Résumons Wolverine au cinéma en quelques lignes. Jusqu’en 2009, Wolverine n’est qu’un personnage parmi tant d’autres dans les films X-Men. Même si les films de Bryan Singer sont essentiellement centrés sur son histoire (notamment le 2), faisant de lui LE pilier de la première trilogie avec Jean Grey, il ne reste qu’un élément d’un groupe de mutants. En 2009, Gavin Hood lui offre un spin-off, d’une médiocrité sans nom. En 2013, un autre spin-off sort, presque aussi mauvais. Presque. A la barre, c’est James Mangold qui s’occupe maintenant de notre griffu en marcel préféré. Et c’est lui qui a rempilé pour la conclusion de la trilogie, sobrement intitulée Logan.

Logan. Juste Logan. Exit Wolverine, c’est l’être humain derrière le héros qui intéresse James Mangold pour cet ultime épisode. Pour changer, m’voyez. Cependant, il y a un hic, et un hic de taille qui plus est : Logan EST Wolverine. Résultat, Logan est comme tous les précédents films avec Wolverine, mais avec des gros mots et du sang. Il n’y a pas de différence entre l’homme et le héros. Logan/Wolverine est un grincheux violent et désabusé. Il grogne, comme avant, pendant 2H20. Le problème, c’est qu’après six films X-Men et deux spin-offs, on commence à connaître la chanson.

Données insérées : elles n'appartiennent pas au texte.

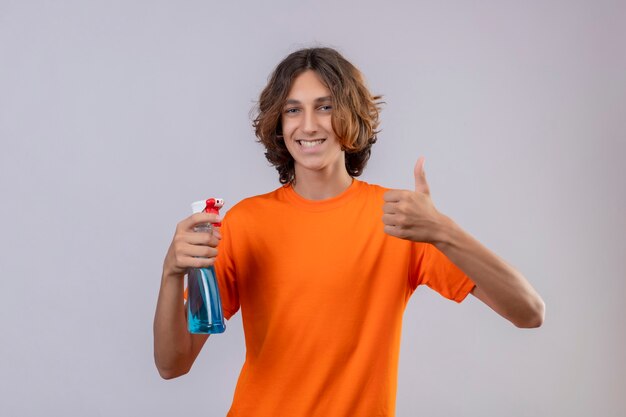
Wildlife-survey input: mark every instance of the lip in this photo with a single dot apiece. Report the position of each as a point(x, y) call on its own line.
point(310, 148)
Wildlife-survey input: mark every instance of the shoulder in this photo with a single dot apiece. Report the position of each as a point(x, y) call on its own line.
point(255, 205)
point(372, 189)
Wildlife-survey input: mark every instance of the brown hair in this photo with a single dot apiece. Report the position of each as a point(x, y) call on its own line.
point(354, 115)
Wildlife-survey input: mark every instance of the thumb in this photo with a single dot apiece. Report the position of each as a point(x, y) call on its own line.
point(421, 186)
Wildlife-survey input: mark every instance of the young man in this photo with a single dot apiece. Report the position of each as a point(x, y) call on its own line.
point(322, 267)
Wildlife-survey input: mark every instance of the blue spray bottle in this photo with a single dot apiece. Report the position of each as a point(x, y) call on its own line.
point(204, 306)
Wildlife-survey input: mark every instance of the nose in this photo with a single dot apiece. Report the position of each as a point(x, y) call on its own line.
point(309, 122)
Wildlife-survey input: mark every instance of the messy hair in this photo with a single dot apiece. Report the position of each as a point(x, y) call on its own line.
point(354, 115)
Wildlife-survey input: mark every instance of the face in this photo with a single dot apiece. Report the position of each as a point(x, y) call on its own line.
point(307, 127)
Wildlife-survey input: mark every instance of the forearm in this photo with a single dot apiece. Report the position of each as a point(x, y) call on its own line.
point(174, 351)
point(498, 284)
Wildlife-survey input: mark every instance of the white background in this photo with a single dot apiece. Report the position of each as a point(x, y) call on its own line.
point(115, 115)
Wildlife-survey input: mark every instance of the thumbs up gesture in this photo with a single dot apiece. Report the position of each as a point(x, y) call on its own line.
point(412, 215)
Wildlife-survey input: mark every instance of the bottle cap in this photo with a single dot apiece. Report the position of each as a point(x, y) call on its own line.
point(198, 206)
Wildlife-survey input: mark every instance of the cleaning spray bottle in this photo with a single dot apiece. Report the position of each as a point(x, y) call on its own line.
point(204, 306)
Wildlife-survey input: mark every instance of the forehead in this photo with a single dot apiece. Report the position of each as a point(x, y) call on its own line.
point(308, 85)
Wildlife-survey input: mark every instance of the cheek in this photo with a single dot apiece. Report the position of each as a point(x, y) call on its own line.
point(288, 125)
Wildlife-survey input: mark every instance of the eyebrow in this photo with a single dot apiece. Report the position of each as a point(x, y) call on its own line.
point(317, 100)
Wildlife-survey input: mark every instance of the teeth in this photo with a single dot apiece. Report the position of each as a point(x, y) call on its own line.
point(310, 143)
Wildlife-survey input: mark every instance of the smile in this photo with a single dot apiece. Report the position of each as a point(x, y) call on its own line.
point(310, 143)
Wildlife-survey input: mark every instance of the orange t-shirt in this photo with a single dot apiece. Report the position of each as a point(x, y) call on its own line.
point(322, 290)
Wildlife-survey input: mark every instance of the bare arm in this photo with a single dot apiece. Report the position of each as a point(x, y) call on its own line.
point(175, 349)
point(412, 216)
point(498, 284)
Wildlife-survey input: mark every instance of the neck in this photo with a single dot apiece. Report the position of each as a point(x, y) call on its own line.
point(321, 185)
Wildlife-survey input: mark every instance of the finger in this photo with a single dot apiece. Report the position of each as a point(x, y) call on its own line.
point(202, 238)
point(390, 220)
point(394, 195)
point(200, 251)
point(192, 262)
point(394, 231)
point(421, 185)
point(390, 208)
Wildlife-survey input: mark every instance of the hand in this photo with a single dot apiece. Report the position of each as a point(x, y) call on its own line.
point(412, 215)
point(190, 249)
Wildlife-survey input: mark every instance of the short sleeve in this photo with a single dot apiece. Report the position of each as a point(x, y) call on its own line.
point(432, 268)
point(226, 271)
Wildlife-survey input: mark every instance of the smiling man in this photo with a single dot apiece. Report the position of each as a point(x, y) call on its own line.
point(322, 267)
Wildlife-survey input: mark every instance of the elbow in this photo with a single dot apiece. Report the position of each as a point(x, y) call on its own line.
point(169, 373)
point(170, 370)
point(533, 317)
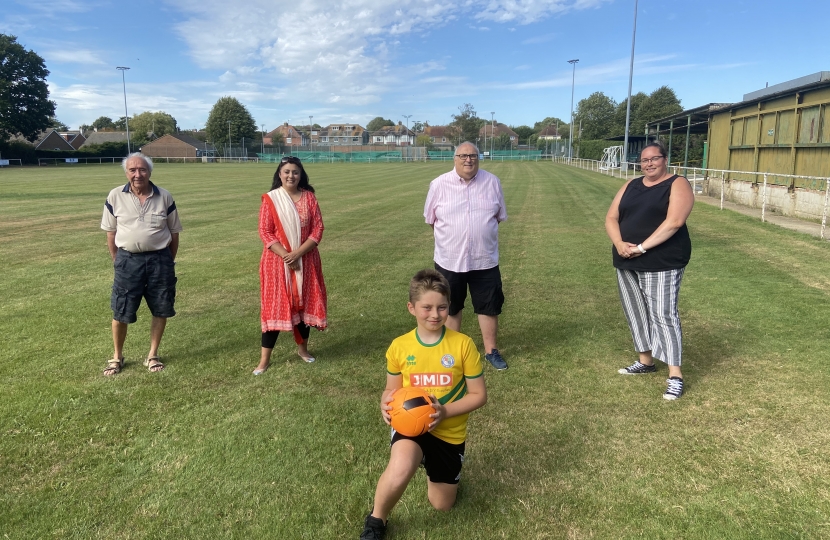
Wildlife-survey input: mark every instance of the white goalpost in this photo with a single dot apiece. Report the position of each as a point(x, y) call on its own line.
point(610, 158)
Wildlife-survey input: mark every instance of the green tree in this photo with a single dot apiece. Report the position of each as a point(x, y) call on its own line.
point(25, 107)
point(502, 142)
point(596, 113)
point(549, 121)
point(160, 123)
point(58, 125)
point(524, 133)
point(465, 125)
point(636, 122)
point(660, 103)
point(229, 109)
point(377, 123)
point(103, 122)
point(424, 141)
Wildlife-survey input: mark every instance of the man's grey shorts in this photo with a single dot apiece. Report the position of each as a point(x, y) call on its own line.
point(150, 275)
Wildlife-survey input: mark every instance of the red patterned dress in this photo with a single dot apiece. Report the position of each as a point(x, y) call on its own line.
point(282, 309)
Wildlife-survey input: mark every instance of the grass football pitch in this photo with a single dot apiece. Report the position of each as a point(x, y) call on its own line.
point(565, 448)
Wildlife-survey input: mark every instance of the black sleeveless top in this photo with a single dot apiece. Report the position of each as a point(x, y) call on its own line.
point(642, 209)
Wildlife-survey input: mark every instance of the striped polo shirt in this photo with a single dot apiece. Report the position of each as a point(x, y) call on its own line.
point(139, 228)
point(466, 217)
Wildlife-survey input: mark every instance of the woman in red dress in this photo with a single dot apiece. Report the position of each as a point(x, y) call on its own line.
point(292, 290)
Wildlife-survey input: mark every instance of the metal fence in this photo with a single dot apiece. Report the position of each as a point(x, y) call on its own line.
point(699, 177)
point(165, 159)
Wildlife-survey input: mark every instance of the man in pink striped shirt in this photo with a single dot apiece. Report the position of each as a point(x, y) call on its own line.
point(464, 208)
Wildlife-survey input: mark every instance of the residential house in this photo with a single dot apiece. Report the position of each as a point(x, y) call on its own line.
point(53, 140)
point(340, 135)
point(550, 133)
point(438, 136)
point(398, 135)
point(291, 136)
point(178, 145)
point(489, 131)
point(101, 137)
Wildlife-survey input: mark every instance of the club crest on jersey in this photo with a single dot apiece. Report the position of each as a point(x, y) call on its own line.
point(447, 361)
point(430, 380)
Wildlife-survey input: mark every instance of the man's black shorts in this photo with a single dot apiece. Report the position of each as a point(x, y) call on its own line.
point(485, 290)
point(149, 275)
point(442, 460)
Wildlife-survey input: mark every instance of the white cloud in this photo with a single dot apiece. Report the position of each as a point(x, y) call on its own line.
point(536, 40)
point(346, 51)
point(74, 56)
point(598, 74)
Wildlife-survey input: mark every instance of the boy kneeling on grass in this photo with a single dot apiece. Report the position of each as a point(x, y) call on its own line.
point(446, 364)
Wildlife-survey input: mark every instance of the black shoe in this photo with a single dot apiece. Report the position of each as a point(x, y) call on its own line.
point(373, 529)
point(637, 368)
point(495, 358)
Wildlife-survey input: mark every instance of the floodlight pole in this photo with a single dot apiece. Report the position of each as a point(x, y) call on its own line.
point(630, 78)
point(122, 69)
point(492, 131)
point(573, 83)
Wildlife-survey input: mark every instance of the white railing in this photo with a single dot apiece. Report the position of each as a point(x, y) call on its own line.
point(164, 159)
point(698, 175)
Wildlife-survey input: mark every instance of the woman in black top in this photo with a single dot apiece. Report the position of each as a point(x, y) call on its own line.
point(647, 225)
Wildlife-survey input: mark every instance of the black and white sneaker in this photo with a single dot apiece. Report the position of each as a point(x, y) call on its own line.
point(637, 368)
point(495, 358)
point(674, 389)
point(373, 529)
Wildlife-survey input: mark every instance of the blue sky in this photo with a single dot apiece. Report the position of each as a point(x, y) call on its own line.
point(353, 60)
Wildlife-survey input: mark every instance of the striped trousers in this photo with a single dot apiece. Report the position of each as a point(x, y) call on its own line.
point(649, 300)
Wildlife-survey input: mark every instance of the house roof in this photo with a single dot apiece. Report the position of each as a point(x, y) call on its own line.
point(435, 131)
point(53, 141)
point(696, 120)
point(286, 130)
point(500, 129)
point(399, 130)
point(549, 131)
point(334, 130)
point(101, 137)
point(187, 139)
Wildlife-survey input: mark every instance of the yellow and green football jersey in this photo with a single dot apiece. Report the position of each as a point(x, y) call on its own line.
point(440, 368)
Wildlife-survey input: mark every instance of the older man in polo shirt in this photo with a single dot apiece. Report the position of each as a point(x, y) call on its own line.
point(142, 227)
point(464, 208)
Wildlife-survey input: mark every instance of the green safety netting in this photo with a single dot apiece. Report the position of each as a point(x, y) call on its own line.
point(335, 157)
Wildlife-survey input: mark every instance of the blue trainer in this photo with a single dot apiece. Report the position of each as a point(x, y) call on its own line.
point(495, 358)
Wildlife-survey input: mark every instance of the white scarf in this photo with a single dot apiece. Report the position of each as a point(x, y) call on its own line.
point(290, 220)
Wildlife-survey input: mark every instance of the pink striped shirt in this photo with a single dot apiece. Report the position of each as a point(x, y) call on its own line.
point(466, 217)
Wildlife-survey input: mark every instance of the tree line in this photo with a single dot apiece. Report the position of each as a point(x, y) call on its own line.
point(25, 110)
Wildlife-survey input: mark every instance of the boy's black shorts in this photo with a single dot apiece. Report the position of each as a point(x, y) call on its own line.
point(485, 290)
point(442, 460)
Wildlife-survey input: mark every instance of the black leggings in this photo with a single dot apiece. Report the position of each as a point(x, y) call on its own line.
point(269, 338)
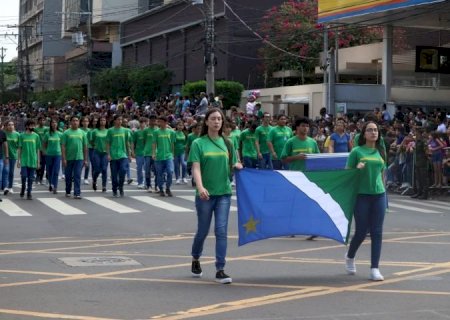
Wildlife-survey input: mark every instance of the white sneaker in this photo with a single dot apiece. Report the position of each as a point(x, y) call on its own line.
point(350, 265)
point(375, 275)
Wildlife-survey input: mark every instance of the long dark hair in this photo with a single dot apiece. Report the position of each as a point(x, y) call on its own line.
point(362, 139)
point(205, 127)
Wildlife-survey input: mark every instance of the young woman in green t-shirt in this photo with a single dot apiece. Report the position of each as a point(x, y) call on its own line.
point(212, 157)
point(369, 157)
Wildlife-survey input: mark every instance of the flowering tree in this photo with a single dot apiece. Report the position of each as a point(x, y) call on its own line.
point(293, 27)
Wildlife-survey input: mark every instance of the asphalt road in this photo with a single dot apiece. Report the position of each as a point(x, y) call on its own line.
point(141, 244)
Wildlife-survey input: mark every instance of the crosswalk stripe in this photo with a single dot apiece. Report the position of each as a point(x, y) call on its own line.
point(61, 207)
point(192, 199)
point(161, 204)
point(11, 209)
point(112, 205)
point(395, 205)
point(426, 204)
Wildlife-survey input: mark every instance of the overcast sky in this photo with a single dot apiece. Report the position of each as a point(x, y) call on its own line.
point(9, 15)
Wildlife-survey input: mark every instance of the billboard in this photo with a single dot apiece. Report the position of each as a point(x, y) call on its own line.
point(332, 10)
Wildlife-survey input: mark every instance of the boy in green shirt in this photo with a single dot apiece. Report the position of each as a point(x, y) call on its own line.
point(163, 150)
point(28, 157)
point(74, 150)
point(119, 154)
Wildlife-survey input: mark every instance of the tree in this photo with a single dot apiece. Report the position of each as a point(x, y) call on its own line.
point(231, 91)
point(293, 27)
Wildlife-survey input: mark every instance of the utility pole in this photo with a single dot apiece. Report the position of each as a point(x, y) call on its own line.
point(209, 50)
point(2, 57)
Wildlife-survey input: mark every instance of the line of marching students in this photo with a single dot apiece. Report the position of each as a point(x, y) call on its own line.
point(42, 152)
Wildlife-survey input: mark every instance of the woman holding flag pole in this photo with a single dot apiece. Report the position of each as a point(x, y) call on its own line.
point(369, 157)
point(212, 156)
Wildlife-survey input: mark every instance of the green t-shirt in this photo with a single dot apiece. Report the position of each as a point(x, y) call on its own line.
point(295, 146)
point(118, 140)
point(262, 133)
point(53, 142)
point(99, 139)
point(278, 136)
point(13, 143)
point(88, 132)
point(29, 144)
point(149, 138)
point(75, 141)
point(164, 141)
point(180, 142)
point(248, 144)
point(371, 181)
point(139, 142)
point(214, 164)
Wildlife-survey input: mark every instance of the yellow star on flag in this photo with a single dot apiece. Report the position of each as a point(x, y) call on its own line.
point(250, 226)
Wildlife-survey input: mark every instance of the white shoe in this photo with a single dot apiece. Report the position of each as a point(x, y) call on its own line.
point(375, 275)
point(350, 265)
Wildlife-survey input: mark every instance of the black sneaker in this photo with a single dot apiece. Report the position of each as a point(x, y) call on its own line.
point(196, 269)
point(222, 277)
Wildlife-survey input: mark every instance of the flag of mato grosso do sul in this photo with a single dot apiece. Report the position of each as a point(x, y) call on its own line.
point(282, 203)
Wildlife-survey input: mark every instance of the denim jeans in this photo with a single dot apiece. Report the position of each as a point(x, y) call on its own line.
point(53, 165)
point(164, 167)
point(369, 216)
point(265, 162)
point(178, 161)
point(220, 207)
point(27, 176)
point(8, 174)
point(140, 162)
point(149, 167)
point(250, 162)
point(118, 172)
point(73, 173)
point(100, 165)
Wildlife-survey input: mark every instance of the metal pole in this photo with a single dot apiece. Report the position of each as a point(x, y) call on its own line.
point(209, 54)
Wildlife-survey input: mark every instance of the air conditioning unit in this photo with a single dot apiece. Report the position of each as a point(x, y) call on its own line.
point(78, 38)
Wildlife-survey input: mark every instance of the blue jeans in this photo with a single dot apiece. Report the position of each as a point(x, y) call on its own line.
point(140, 162)
point(73, 173)
point(100, 165)
point(369, 216)
point(8, 174)
point(220, 206)
point(149, 167)
point(178, 161)
point(53, 165)
point(265, 162)
point(118, 172)
point(164, 167)
point(250, 162)
point(27, 176)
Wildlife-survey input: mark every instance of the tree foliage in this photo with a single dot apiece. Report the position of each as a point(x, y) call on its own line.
point(231, 91)
point(293, 27)
point(143, 83)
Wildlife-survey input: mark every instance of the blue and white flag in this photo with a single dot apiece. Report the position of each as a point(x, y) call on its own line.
point(283, 203)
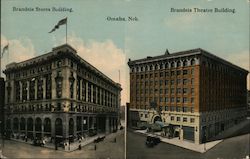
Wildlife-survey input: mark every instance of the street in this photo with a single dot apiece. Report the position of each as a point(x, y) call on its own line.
point(105, 149)
point(236, 147)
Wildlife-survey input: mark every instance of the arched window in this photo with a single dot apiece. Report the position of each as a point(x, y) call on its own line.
point(30, 124)
point(192, 62)
point(38, 124)
point(58, 127)
point(22, 124)
point(47, 125)
point(71, 126)
point(185, 63)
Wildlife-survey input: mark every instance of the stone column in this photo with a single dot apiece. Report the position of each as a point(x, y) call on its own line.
point(28, 90)
point(88, 123)
point(42, 127)
point(21, 91)
point(80, 87)
point(101, 96)
point(26, 126)
point(92, 93)
point(87, 87)
point(96, 94)
point(44, 88)
point(34, 128)
point(35, 88)
point(75, 125)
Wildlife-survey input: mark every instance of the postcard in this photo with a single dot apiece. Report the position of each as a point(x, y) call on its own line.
point(125, 79)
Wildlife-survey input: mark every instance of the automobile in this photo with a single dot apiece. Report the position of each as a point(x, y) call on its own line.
point(99, 139)
point(151, 141)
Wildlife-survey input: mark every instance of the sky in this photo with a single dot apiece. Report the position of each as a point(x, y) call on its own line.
point(108, 45)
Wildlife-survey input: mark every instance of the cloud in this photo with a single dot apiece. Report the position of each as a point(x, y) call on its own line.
point(106, 57)
point(184, 21)
point(19, 50)
point(240, 59)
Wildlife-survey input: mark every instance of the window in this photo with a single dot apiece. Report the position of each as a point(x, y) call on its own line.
point(172, 73)
point(185, 63)
point(192, 81)
point(178, 99)
point(192, 120)
point(172, 118)
point(161, 74)
point(185, 90)
point(161, 82)
point(172, 90)
point(185, 81)
point(172, 99)
point(166, 91)
point(192, 109)
point(172, 82)
point(192, 71)
point(172, 108)
point(178, 109)
point(185, 72)
point(178, 118)
point(166, 108)
point(161, 99)
point(166, 82)
point(166, 74)
point(59, 63)
point(185, 109)
point(178, 72)
point(184, 119)
point(178, 90)
point(178, 81)
point(192, 100)
point(166, 99)
point(185, 100)
point(192, 62)
point(192, 91)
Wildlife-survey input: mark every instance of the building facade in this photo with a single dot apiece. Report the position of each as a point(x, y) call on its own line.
point(194, 91)
point(59, 96)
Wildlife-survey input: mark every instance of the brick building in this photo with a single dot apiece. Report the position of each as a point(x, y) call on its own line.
point(59, 96)
point(195, 92)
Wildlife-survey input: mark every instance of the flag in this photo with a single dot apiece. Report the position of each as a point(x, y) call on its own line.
point(61, 22)
point(5, 49)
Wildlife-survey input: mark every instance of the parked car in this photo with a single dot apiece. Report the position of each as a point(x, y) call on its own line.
point(38, 142)
point(99, 139)
point(92, 132)
point(151, 141)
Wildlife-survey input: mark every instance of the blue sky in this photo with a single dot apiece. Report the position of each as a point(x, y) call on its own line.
point(112, 43)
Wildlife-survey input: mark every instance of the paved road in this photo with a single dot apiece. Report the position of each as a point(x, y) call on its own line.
point(231, 148)
point(105, 149)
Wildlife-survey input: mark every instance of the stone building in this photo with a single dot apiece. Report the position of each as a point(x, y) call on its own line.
point(194, 92)
point(59, 96)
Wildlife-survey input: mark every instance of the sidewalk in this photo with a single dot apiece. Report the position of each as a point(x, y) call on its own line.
point(185, 144)
point(75, 146)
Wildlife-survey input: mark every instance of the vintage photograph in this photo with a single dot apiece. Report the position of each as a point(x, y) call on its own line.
point(125, 79)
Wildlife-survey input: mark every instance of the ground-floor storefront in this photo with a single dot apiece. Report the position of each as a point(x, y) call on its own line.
point(59, 128)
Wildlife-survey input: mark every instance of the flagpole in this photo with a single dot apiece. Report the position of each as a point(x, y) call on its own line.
point(66, 32)
point(1, 64)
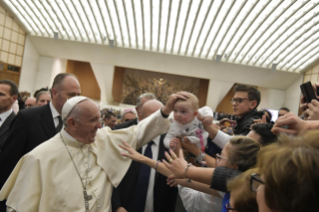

Que faire quand votre personnage ne se renouvelle pas et tourne en rond ? Rajouter du sang vous dites ? Et des gros mots ? Après tout, j’ai moi aussi espéré un film avec un Wolverine sauvage. Dommage que ça ne prenne pas. Il ne suffit pas de rajouter des « fuck » toutes les deux minutes et du sang numérique sur les chorégraphies de X-Men 2 pour faire de Logan un film brutal, la faute à une mise en scène complètement ratée. Le film est générique au possible, sans la moindre fulgurance. Toutes les scènes d’action sont filmées de la même manière, c’est-à-dire de la comme celles des 1586 films de super-héros génériques qui ont précédé le long-métrage de Mangold. Pour vous faire une idée, il y a plus d’audace dans un seul plan de la scène de l’église de Kingsman que dans tout Logan. On se retrouve face aux mêmes tares que se coltinaient 300 : Rise of an Empire ou The Raid 2 : le sang ne fait pas la violence.

Restent des acteurs convenables et des morceaux passables pour accompagner l’ensemble. Malheureusement, ce n’est pas suffisant pour sauver le grand final désastreux d’un héros qu’on connaît par coeur depuis bien longtemps.

Logan n’est qu’un film de super-héros de plus. Il n’est ni mieux, ni moins bien que son prédécesseur. Il se content juste d’être conforme à ses pairs, aussi adulte que Deadpool était subversif, et sans la moindre prise de risques.  Finalement, à force de réclamer du sang, nous avons peut-être oublié une chose : le vrai Wolverine était déjà dans X-Men 2. On retiendra un triste chant du cygne pour le Glouton.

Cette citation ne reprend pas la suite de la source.